Upon opening the tin, the tobacco presents as a nicely thick cut, dark chocolate and caramel brown tobacco. The smell is indeed very maple (I think my first thought may have been "what did I get myself into"). 

Initially, as with many aros, it seemed to be pretty wet and like so many aros I had to smoke carefully to avoid tongue bite (though not as carefully as with many). Now that what is left of my tin is a lot drier, it is a very forgiving smoke for an aro and you would have to try to get tongue bite or anything unpleasant off the smoke.

Flavor, it is a very nice blend. It is a mellow, creamy, flavorful tobacco. Like a good tobacco should, there is no doubt that it tastes like tobacco (something sometimes lost in a lesser aro). However, the maple is definitely there, and surprisingly well done. In the best way possible, it reminds me of a good pancake breakfast or a maple cookie. It leaves a very nice lingering sweetness long after smoking. My last smoke of it (yesterday) I smoked it in my car so I could experience the smell more than usual- it has a nice baked goods-like aroma. 
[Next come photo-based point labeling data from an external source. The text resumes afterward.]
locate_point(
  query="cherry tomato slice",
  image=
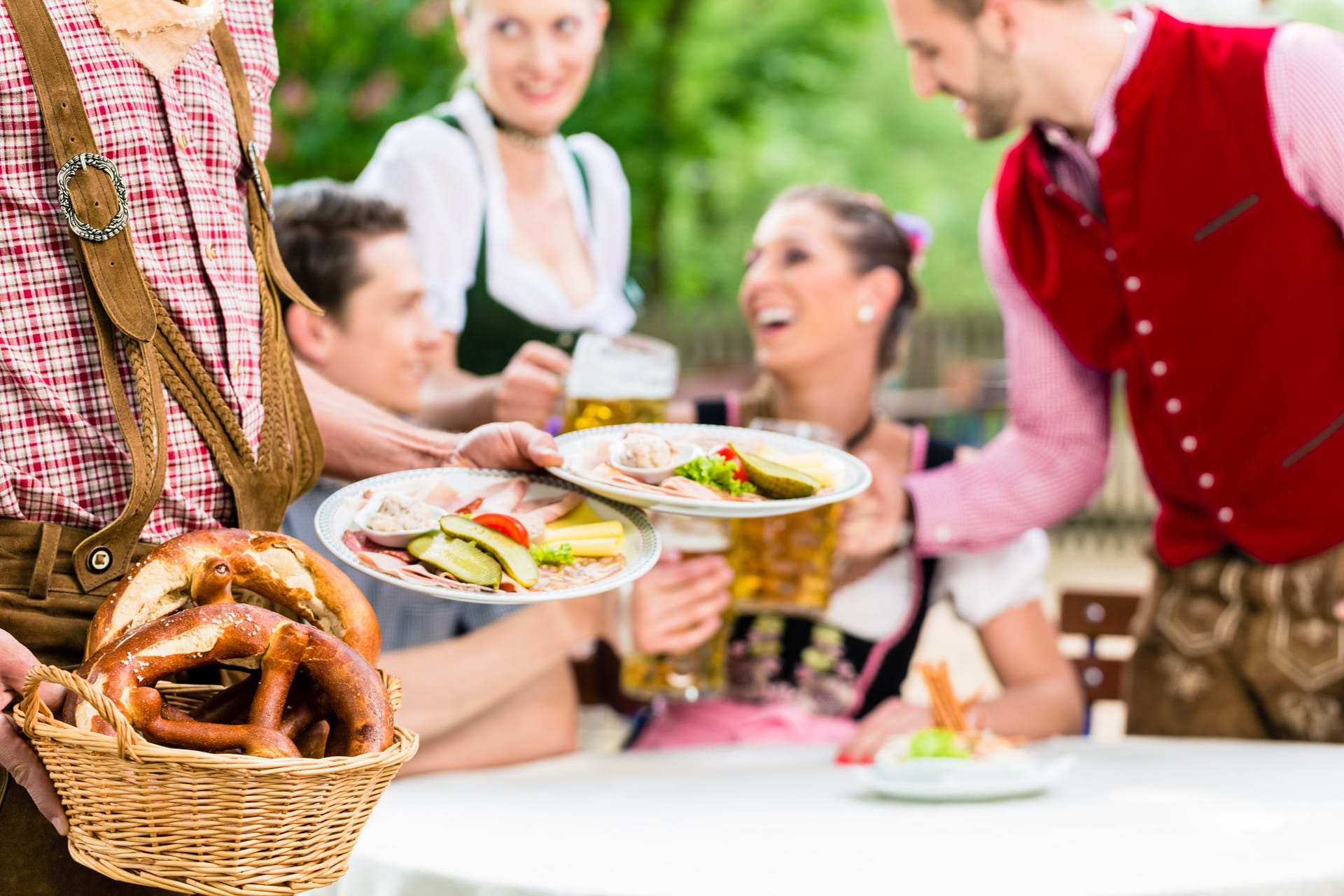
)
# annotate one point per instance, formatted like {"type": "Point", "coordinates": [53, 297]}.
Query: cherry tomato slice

I really like this stuff. I was a little unsure of a maple flavored aro when I first bought it, I was afraid it might be too heavy. Well, I've been won over and I'll definitely need to buy more soon (I'm almost out).


----------



## dennis569 (Jan 16, 2007)

Jeff-
Thanks for the review. This is especially timely for me. I was just smoking a bowl of Butternut burley and was wondering what aro to try next. I don't smoke a lot of aros but there are times when they just seem to be right.
Thanks again
Dennis


----------



## quo155 (Aug 10, 2010)

Nice review Jeff, I just ran across it and I am thinking of getting some to try...thanks brother!


----------



## asmartbull (Aug 16, 2009)

Jeff is spot on.
Very nice "not to aro", Aro.
Great room notes and no bite if you let it sit in a Jar.
Worth trying if you enjoy Aro's


----------